やはり想定された結果が描かれた。
桃色争議は無事終了することになったが、その責任の所在は思った通りの結末に。
女の子たちの条件を全て受け入れることにした。会社は引き換え条件を提示した。
それは誰もが想定した通り。
大和礼子
橘あおい
2人の中心メンバーを解雇すること。
わかっていたこととは言え、切ない幕切れとなった。
騒動の顛末が詳しく描かれたことで梅丸少女歌劇団は新しく生まれ変わったと言える。
錯乱状態で礼子とあおいの退団に猛抗議するスズ子。
しかし、責任を取ることとは驚くほど冷酷で、無慈悲。
そして、2人がいなくなったことによって、今まで解雇されたメンバーも全て復帰することが叶った。
新人だった研修生も無事戻ってくることに。
さらには止めざるを得なかった和希も復帰。
スズ子たち3人組も元通りに戻って、さらにはそこに秋山も加わる。
新生梅丸少女歌劇団は、トップ2人が抜けた穴埋めとして新たな作品を披露することになった。
それこそ礼子がこだわり続けたラインダンス。
明るく飛び跳ねる少女たちの一紙乱れぬ姿は、観客はもちろん当事者だった社長を始めとする経営陣も大いに納得するところ。
目次
ストライキ終了
物語の中では、ストライキはおよそ3週間経って終了したと語られていた。
結論として、会社は女の子たちの要求を全て受け入れた。
1つ2つの条件を除いては文句のない交渉だったと言える。
しかし、ストライキをしていた間は会社は興行を行うことができなかったわけで、しかもお客さんは楽しみにしていた舞台を見ることができなかった。
今では労働三法なるものがあって、労働者がストライキをする権利はきちんと認められているが、この時代はそんなふうにしっかりした取り決めがあったわけではなかっただろう。
この顛末について誰かが責任を取らされるのは容易に想像できること。
礼子とあおいの退団
案の定、損害を被った会社にはそれなりの責任論が発生する。
この場合ストライキを主導した礼子が攻めを負うことになった。
大和礼子はストライキに突入した時、自分が会社に残れなくなる可能性を承知していたと思う。
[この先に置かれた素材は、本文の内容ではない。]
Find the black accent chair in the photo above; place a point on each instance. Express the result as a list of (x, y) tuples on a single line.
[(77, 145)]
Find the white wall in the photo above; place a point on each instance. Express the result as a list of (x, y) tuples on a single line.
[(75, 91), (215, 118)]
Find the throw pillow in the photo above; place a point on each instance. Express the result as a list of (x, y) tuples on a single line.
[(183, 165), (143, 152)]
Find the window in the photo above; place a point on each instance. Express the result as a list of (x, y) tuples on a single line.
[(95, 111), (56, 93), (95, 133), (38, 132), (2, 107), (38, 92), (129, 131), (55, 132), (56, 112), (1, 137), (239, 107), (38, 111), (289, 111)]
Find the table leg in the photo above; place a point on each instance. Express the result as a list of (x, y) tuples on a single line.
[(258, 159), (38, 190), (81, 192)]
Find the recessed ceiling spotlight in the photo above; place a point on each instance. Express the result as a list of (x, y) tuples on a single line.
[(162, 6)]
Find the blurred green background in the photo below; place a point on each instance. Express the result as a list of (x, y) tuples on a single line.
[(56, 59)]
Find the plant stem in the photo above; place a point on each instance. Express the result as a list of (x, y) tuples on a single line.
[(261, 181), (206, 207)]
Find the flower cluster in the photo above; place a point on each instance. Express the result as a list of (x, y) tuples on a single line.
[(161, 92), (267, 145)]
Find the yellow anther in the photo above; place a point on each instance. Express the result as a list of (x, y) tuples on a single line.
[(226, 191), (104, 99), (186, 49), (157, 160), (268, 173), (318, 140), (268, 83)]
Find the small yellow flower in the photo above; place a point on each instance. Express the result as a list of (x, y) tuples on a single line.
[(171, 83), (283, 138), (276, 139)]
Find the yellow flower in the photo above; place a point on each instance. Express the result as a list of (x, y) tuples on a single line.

物語の中でも何度も語られてきた会社と差し違える覚悟。
それだけの覚悟がなければ、軽々しくやっていいことではない。
現在ではストライキをやるような企業はかなり少なくなっただろう。
大抵は組合と団体交渉をして様々な取り決めをするのが普通。
それは旧国鉄などが有名かもしれない。
そして、よく聞く言葉の中にブラック企業なるものがある。
要するに、劣悪な労働環境を強制するような会社は、ブラック企業と呼ばれる。
さらにはラスメントなる言葉もあるだろう。
今では日本語として定着したセクハラなどもその一つに数えられる。
セクハラ、パワハラ、モラハラ。
現在において市民権を得た様々な言葉が当たり前のように語られるが、過去からの長い歴史でこういった裏事情があったのも知っておくべきかと思う。
スズ子の激情
大和礼子と橘あおいのツートップが退団させられることになった。
2人とも覚悟ができた状態で、会社の決定にも自ら従うような素振り。
ただし、実際にストライキを実行したのは、礼子だけ。
あおいは礼子だけに責任を取らせるわけにはいかないと連帯責任を申し出た。
激しく反発するスズ子。
あおいは厳しい口調ながらも丁寧に説明していた。
礼子がどんな思いで梅丸を止めるのかよく考えてみろと。
物語の中で語られていたのは礼子本人が辞めたくないと涙ながらに語っていた。
しかし、ここできっぱり責任を取ったのは、さすがとしか言いようがない。
彼女は親代わりで育ててくれた社長を裏切る形になった。
社長は会社全体の運営を考えなければならない。
好き勝手な従業員をそのまま野放しにして、まともな経営などできるはずもない。
メンツと言ってしまえばそれまでだが、それなりの権威とか威厳などは保たれればならない。
おそらく社長本人にしても苦渋の決断だったろう。
トップとなる2人が一気にいなくなってしまうのだ。
残った者たちだけで、かつてのようなグレードの高い舞台ができるかどうか心配の種は尽きなかったはず。
決意のラインダンス
社長自らが林部長に語っていた。
礼子もあおいもいなくなった。
残った子たちが輝くような出し物を考えてほしいと。
そこで提案されたのが礼子のお土産とも言えるラインダンス。
一紙乱れぬラインダンスは必ずお客さんに支持されるはずだからと林部長の決意も固かった。
そして何よりもやめていった先輩たちの志を遺憾なく受け継いだ団員たちは、さらに稽古に励み完成されたラインダンスを披露することができた。
決意のラインダンスはお客様からも大いに賞賛された。
梅丸は厳しい状況を克服したことで、さらに未来へ向かって発展することができるのだろう。